De radiotherapie, Stralingsbehandeling, Radiotherapie, Stralings-oncologie of in de volksmond ook de Bestraling gebruikt verschillende stralen om ziekten te behandelen; deze omvatten bijvoorbeeld röntgenstralen of elektronenbundels. Het werkingsmechanisme is dat de invloed van bestralingstherapie het DNA (dat de genetische informatie bevat) van zieke cellen - zoals tumorcellen - vernietigt. Een op deze manier beschadigde cel kan zich niet verder vermenigvuldigen of sterft zelfs. Tumorcellen zijn gevoeliger voor bestralingstherapie dan gezonde cellen en zijn minder in staat zichzelf te herstellen - daarom kunnen ze tumorcellen vernietigen terwijl ze zo min mogelijk gezonde cellen beschadigen.
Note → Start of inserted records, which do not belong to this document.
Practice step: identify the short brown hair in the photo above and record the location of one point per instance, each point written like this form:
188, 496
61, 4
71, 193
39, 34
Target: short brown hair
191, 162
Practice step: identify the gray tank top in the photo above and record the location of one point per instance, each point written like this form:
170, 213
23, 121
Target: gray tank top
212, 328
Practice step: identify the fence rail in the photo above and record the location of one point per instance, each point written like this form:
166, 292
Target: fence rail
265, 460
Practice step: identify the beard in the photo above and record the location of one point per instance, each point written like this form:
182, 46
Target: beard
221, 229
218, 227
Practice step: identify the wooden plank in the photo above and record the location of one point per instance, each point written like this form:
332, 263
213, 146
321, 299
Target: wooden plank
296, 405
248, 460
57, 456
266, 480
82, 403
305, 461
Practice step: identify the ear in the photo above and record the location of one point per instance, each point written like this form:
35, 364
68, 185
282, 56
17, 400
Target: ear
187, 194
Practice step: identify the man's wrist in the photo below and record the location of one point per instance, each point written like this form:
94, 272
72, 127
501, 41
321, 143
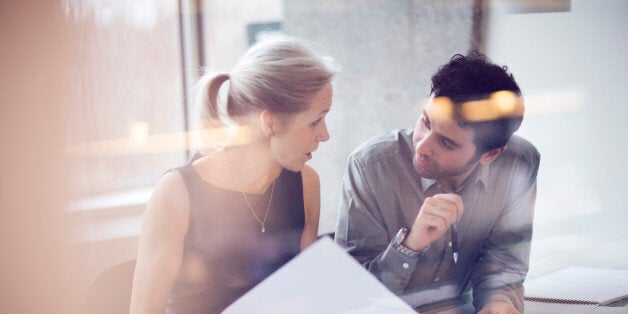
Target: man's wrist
398, 244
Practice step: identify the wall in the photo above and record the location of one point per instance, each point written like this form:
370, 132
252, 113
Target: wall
35, 266
572, 69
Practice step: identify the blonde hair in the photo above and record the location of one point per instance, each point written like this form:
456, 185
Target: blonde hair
281, 74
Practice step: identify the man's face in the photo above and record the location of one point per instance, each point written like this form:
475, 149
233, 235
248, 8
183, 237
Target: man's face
442, 149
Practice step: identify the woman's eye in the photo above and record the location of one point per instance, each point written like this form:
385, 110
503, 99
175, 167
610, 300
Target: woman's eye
425, 123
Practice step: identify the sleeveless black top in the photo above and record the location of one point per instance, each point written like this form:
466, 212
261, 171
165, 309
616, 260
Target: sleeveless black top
225, 253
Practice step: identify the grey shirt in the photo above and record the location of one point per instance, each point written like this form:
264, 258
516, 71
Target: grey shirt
381, 193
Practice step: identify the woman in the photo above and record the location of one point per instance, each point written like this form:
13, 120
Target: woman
220, 224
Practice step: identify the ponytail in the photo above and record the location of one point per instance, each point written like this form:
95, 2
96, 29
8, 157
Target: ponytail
208, 100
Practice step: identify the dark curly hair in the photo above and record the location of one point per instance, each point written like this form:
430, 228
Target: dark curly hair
475, 77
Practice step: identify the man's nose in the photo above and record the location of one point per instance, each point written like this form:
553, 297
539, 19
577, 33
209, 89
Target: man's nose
425, 146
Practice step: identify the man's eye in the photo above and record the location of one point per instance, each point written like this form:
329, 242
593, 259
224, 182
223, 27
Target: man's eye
425, 123
446, 144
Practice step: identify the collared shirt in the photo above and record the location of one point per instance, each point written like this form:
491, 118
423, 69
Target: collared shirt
382, 192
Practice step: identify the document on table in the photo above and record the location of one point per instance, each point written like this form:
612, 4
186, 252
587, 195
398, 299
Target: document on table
577, 290
322, 279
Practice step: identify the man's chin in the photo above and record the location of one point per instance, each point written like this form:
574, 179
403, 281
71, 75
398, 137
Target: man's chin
424, 173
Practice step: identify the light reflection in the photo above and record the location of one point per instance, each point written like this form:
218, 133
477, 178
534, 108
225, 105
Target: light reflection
140, 142
501, 104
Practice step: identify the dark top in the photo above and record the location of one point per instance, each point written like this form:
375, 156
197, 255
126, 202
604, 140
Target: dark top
225, 253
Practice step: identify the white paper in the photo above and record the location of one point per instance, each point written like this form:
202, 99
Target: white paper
581, 284
322, 279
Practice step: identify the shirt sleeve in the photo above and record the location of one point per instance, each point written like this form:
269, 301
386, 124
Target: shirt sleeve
361, 230
503, 265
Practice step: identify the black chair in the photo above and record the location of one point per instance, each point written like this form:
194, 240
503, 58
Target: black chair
110, 292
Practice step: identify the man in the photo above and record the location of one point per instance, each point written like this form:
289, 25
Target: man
447, 208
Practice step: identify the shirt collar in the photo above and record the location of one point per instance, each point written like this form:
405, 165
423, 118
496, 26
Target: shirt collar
480, 175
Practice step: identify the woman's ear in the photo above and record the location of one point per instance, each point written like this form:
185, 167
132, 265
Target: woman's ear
491, 155
269, 122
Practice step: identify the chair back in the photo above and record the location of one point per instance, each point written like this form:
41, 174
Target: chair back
110, 292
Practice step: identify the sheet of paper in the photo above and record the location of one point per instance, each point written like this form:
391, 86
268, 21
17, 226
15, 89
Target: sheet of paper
532, 307
322, 279
580, 283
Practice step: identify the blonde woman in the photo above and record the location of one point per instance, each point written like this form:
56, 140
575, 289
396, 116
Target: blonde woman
223, 222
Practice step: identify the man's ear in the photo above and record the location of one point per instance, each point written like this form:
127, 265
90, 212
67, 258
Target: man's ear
269, 122
491, 155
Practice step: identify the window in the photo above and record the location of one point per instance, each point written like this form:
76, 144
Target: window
128, 126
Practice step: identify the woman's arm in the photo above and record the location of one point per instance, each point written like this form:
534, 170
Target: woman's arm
160, 250
312, 205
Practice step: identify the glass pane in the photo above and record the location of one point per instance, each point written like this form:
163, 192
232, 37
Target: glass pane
230, 25
127, 128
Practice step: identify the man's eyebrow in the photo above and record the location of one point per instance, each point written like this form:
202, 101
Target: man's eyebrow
452, 142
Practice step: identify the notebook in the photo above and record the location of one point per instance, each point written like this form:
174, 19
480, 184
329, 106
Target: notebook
585, 286
322, 279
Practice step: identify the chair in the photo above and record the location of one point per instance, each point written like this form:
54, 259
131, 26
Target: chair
110, 292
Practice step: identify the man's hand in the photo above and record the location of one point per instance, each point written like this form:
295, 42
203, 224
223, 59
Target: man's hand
499, 307
435, 217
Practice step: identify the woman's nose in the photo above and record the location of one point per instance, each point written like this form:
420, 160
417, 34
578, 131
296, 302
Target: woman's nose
323, 135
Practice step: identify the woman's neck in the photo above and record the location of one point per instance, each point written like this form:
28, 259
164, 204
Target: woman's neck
252, 166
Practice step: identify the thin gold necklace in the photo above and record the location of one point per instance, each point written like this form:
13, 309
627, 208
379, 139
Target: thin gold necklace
262, 223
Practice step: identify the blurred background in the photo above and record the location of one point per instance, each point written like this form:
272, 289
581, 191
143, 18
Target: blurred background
96, 106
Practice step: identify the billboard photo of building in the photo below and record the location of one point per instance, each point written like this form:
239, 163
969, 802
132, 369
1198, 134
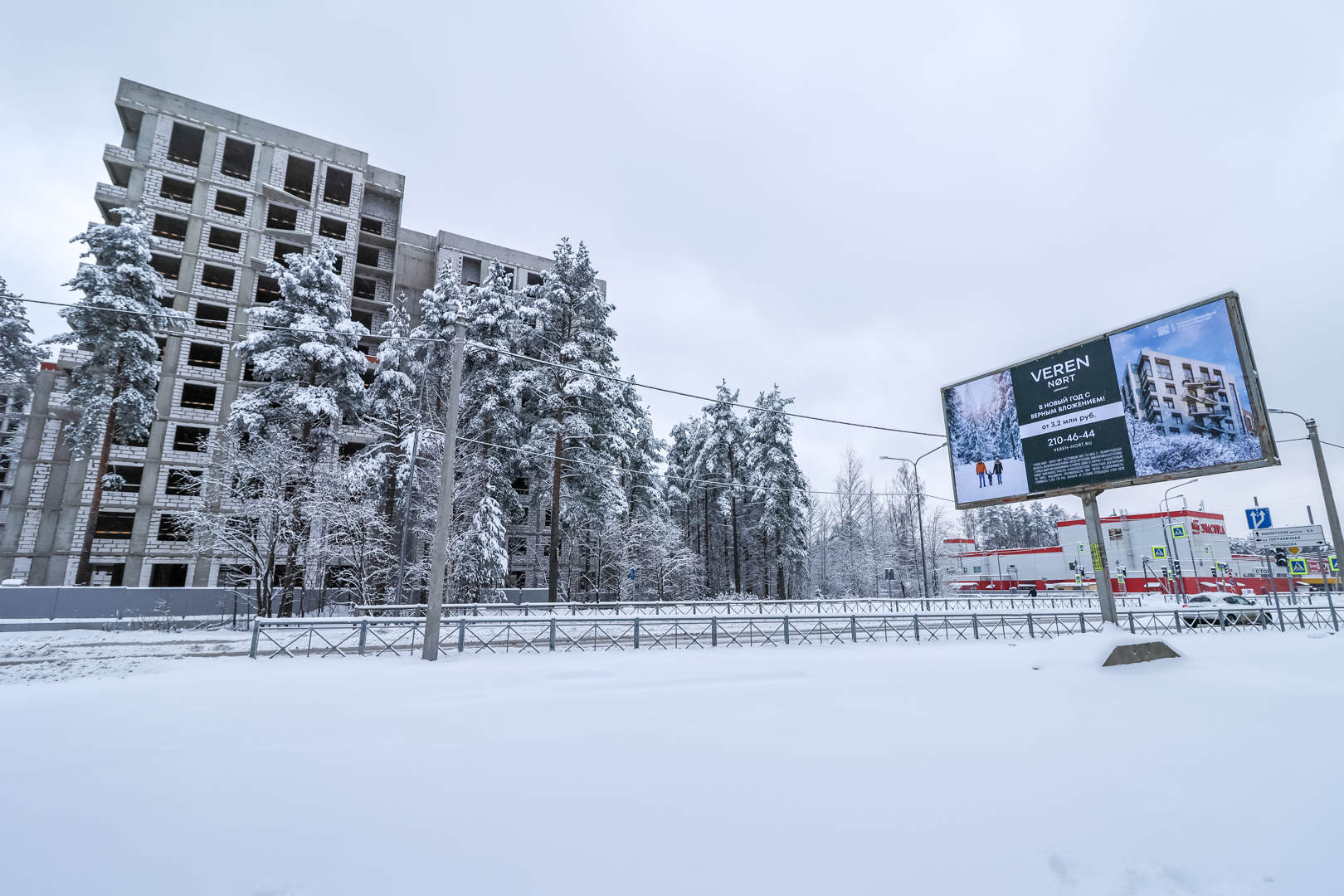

Om dit te bereiken, worden de dosis en duur van de bestralingstherapie individueel bepaald.
toepassing
Stralingstherapie wordt gebruikt bij de behandeling van zowel goedaardige als kwaadaardige kankers.De radiotherapie wordt gebruikt bij de behandeling van zowel goedaardige als kwaadaardige kankers. Het merendeel van de behandelde gevallen zijn kwaadaardige ziekten. Afhankelijk van de locatie en aard van een tumor wordt bestralingstherapie op verschillende manieren uitgevoerd; de stralen kunnen bijvoorbeeld de patiënt raken vanaf een apparaat dat zich iets veraf bevindt of ze kunnen tevoorschijn komen uit materialen die aan het lichaam van een patiënt of in lichaamsopeningen zijn bevestigd.
In sommige gevallen wordt bestralingstherapie uitgevoerd in combinatie met chirurgische ingrepen. Stralingstherapie kan plaatsvinden voorafgaand aan een operatie, tijdens een chirurgische ingreep of als vervolgbehandeling. Straling tijdens een operatie kan bijvoorbeeld nuttig zijn als er straling gebruikt moet worden die de huid niet kan verdragen. De dosering van bestralingstherapie hangt af van de aanwezige ziekte:
Als er bijvoorbeeld een snelgroeiende keelkanker aanwezig is, kan het zinvol zijn om meerdere stralingseenheden op één dag te plaatsen; de effectiviteit van bestralingstherapie neemt daardoor aanzienlijk toe, maar het kan ook leiden tot meer bijwerkingen. Naast de temporele frequentie van de bestralingstherapie hebben de verschillende stralen ook verschillende dosiseenheden:
Hoewel sommige stralen worden gebruikt die heel diep in het weefsel doordringen, gebruikt radiotherapie ook stralen die hun effect dichter bij de huid ontwikkelen. Dat laatste is handig als bijvoorbeeld tumoren bereikt moeten worden in weefsel dat zich voor organen bevindt die niet door de straling beïnvloed mogen worden (zoals bij het hart). Een voorbeeld hiervan is bestralingstherapie bij borstkanker. Om de huid te beschermen, ontwikkelen stralen die van korte afstand op de patiënt inwerken hun effect pas nadat ze de huid zijn binnengedrongen.
Bijwerkingen en gevaren
Stralingsdoses in de loop van a radiotherapie worden toegediend, worden zo laag mogelijk aangepast aan het ziektebeeld van een patiënt. Afhankelijk van de stralingsdosis die met bestralingstherapie gepaard gaat, houdt de therapie echter nog steeds gezondheidsrisico's in. Het maakt niet uit of een enkele hoge dosis of meerdere kleine doses inwerken op het lichaam.
Bij lichte stralingsschade door stralingsdoses van een bepaald niveau spreekt men van een zogenaamde stralingskater: het kan zich laten voelen door hoofdpijn, misselijkheid of [[braken] 6. Na lichaamstoepassingen van bestralingstherapie boven een bepaalde grenswaarde kan een zogenaamd stralingssyndroom ontstaan: een dergelijk syndroom als gevolg van bestralingstherapie kan zich manifesteren door diarree, bloeding of het verlies van lichaamshaar.
Mogelijke langetermijneffecten van bestralingstherapie met een bepaalde dosis kunnen weken tot jaren na de therapie optreden. Dergelijke gevolgen zijn bijvoorbeeld vertraagde groei bij kinderen, degeneratie van weefsel of een invloed op de genetische samenstelling.